Oman’s current Minister of Oil and Gas, Dr Mohammed bin Hamad Al Rumhi, joined Sri Lankan Prime Minister Ranil Wickremesinghe at the laying of the foundation stone for the planned $3.85 billion oil refinery at Hambantota on the south coast of the country, which is poised to become Oman’s biggest foreign direct investment to date. “This is not a project just for three years. This is a life long project,” Mr. Rumhy said at the launch ceremony held at the Mirijjawala investment zone in Hambantota. “We will work very hard to deliver this project to the people of Sri Lanka.” However, he did not provide further comments on whether Oman was planning to have a direct stake in the refinery.
The refinery will be built close to a $1.4 billion port that is run by China Merchant Port Holdings.
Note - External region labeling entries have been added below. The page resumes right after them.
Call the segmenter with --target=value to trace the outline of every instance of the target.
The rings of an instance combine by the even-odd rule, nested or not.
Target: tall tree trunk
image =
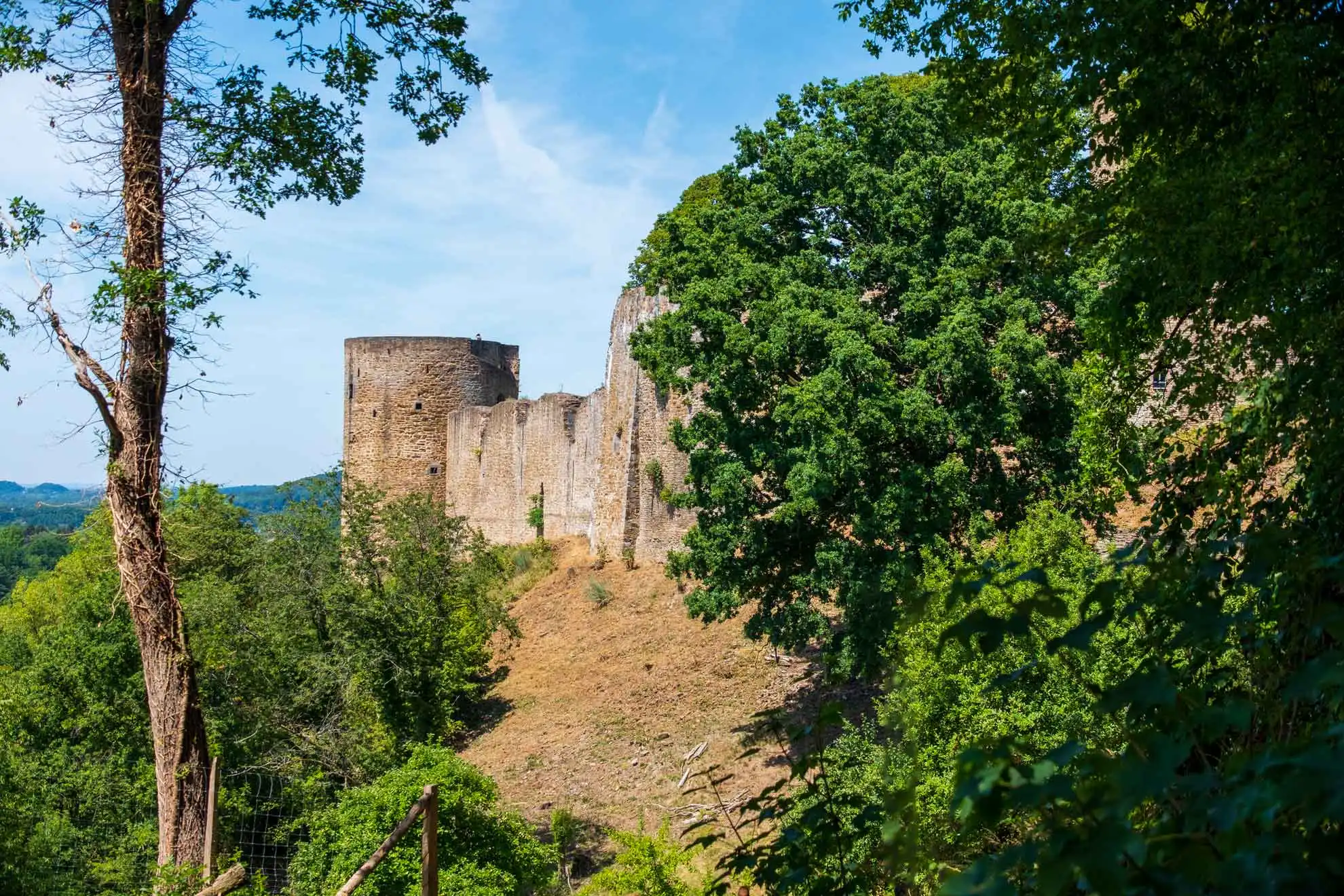
[[[108,445],[121,587],[140,641],[159,787],[159,861],[204,861],[210,755],[187,629],[163,533],[163,407],[168,390],[163,130],[171,26],[157,0],[109,3],[121,87],[124,318]]]

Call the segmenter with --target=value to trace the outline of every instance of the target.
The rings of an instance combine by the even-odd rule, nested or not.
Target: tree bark
[[[121,89],[125,211],[121,369],[108,442],[121,587],[134,619],[159,791],[159,862],[204,861],[210,751],[181,604],[163,533],[163,408],[168,391],[163,133],[168,42],[161,0],[108,5]],[[176,19],[176,11],[173,19]]]

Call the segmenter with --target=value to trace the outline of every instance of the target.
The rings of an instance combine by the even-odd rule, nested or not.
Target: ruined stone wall
[[[546,535],[589,535],[599,429],[591,399],[552,392],[450,414],[450,512],[468,517],[492,541],[524,541],[534,536],[528,498],[544,489]]]
[[[517,398],[517,360],[516,345],[484,340],[345,340],[345,476],[444,498],[449,414]]]
[[[446,420],[445,493],[454,513],[487,537],[523,541],[528,498],[546,493],[546,535],[586,535],[616,559],[661,560],[680,544],[694,514],[661,500],[663,486],[683,488],[685,457],[668,442],[668,426],[685,404],[657,394],[629,353],[638,325],[667,310],[644,290],[626,290],[612,317],[606,383],[587,396],[469,407]],[[657,461],[659,476],[649,474]]]
[[[621,294],[612,314],[598,454],[599,500],[589,537],[594,549],[605,544],[613,556],[633,548],[638,557],[663,559],[694,521],[691,513],[672,510],[659,498],[661,485],[684,488],[687,461],[667,434],[673,418],[685,416],[685,406],[657,394],[629,348],[640,324],[665,310],[663,297],[632,289]],[[661,482],[649,476],[655,459]]]

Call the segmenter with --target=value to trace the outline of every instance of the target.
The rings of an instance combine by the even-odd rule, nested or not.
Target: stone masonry
[[[444,427],[517,398],[517,345],[431,336],[345,340],[345,476],[391,496],[445,498]]]
[[[613,559],[626,548],[664,559],[694,521],[661,497],[685,477],[685,455],[668,441],[668,426],[685,418],[687,404],[660,394],[629,353],[630,334],[664,310],[661,297],[622,293],[605,384],[591,395],[535,400],[517,399],[512,345],[347,340],[345,474],[392,496],[431,492],[504,543],[532,537],[528,501],[544,492],[547,536],[583,535]]]

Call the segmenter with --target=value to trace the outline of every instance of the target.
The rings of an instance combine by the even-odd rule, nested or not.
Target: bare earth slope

The majority of the refinery project is financed by India-based Accord Group through a Singapore entity. The project will be Sri Lanka’s first new refinery in more than half a century after Iran constructed a 50,000 barrel-per-day refinery close to the Sri Lankan capital of Colombo to blend Iran’s light oils. The new facility will export all products that it will refine. “We have Chinese investment, we have Indian investments, we have Oman interest for investment, and we have investment interest from many other countries,” Mr. Wickremesinghe said at the event. “It shows that Hambantota will become the multinational investment zone.”